Historic Organ at St. Paul's
Excerpted from an article by George L. Grice, Jr. c.2002
In the fall of 2002, Clinton Meadway, the pipe organ repair and maintenance expert who had cared for St. Paul’s organ for some years, visited the church, accompanied by Carl Dodrill, PhD, official of the Pipe Organ Foundation. These authorities assured St. Paul’s organist, Mary Grice, of the value and historical significance of the church’s organ. The men expressed hope that the church would preserve the instrument as originally constructed with its splendid tonal and mechanical characteristics. They said there is only one similar instrument west of the Mississippi, and very few left in the world- this is an historic organ!
St. Paul’s Church itself is historic. It is the first Episcopal church in the Territory of Montana. It was started by the first Bishop of the Territory, Daniel S. Tuttle. That took place in 1867, shortly after the “Alder Gulch Gold Rush” began, and when Virginia City was the territorial capital of Montana. In 1901, following the death of her husband, Mary B. Elling, gave a new masonry building to replace the original frame structure. Henry Elling was an original settler of Virginia City, and became a prominent banker and businessman in the state. The new church had a granite exterior and a finely furnished interior with Tiffany windows and a pipe organ.

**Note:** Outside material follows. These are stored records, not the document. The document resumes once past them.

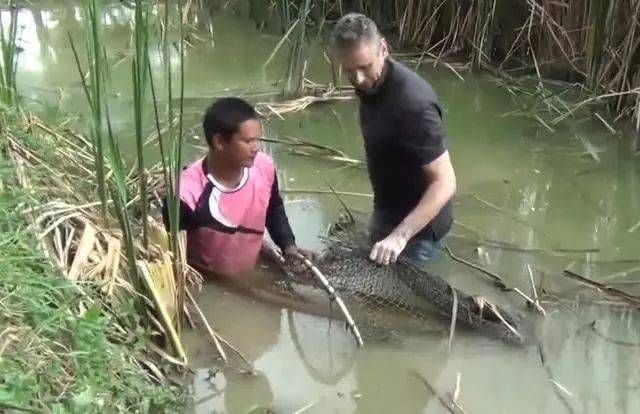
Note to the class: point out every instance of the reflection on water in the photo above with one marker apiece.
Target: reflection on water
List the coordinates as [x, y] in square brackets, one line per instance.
[542, 193]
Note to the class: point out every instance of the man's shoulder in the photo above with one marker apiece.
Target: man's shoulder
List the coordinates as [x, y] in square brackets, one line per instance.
[412, 88]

The organ was ordered in 1902 from the Estey Organ Company of Brattleboro, VT, and installed in 1904. The instrument is recorded in the company’s records as Estey Opus #96. It was shipped around Cape Horn to San Francisco by vessel; traveled from there to Dillon, MT, by rail; and went on to its final destination by wagon. The exact details of its movement cannot be traced because church records were destroyed by a fire at the diocesan archives.
The instrument has 482 pipes, 9 stops, 9 ranks of pipes, and pneumatic action. The original hand pump and feeders are intact and operable, although an electric motor to drive the pump was installed in the mid 1950’s. The instrument is housed in a beautiful cherry case and located in the front of the church on the left (Epistle) side. Especially important to the instrument’s historical significance is the fact that it has pneumatic action.
Most pneumatic action pipe organs turned out not to be very successful; the organist felt a loss of “touch” (that is felt with “tracker action”), and repairmen had more trouble keeping the instruments working properly. However, the Estey instruments with pneumatic action had good reliability and seemed to produce fewer complaints about “lack of touch” from organists. Hence, the Estey instrument at St. Paul’s has special significance in pipe organ history as an example of the most successful type with pneumatic action.
Clint Meadway says the St. Paul’s organ “is an original installation, and happily, remains tonally and mechanically unmolested.” In the dry Montana climate, it has remained in relatively good condition, having had only one known major repair (re-leathering in the 1950’s) since it was put in use. In addition, the instrument has the distinction of being the only pipe organ in Madison County, Montana.
In the January 21, 1904 issue of The Madisonian (Montana’s oldest newspaper), it is reported that the new pipe organ has arrived in Virginia City and will be installed immediately. The April 7, 1904 issue of the paper recorded St. Paul’s “new church and pipe organ used for the first time,” under a headline “A Glorious Easter.” Then, on July 21st, The Madisonian and the Anaconda Standard tell of the consecration of the new St. Paul’s church building by Montana’s 2nd Bishop, the Rt. Rev. Leigh Richard Brewer. All these articles mention the church’s new instrument and the special music for the occasions reported. Clearly, in its first year, the significance of the church’s organ in the life of Virginia City had been established.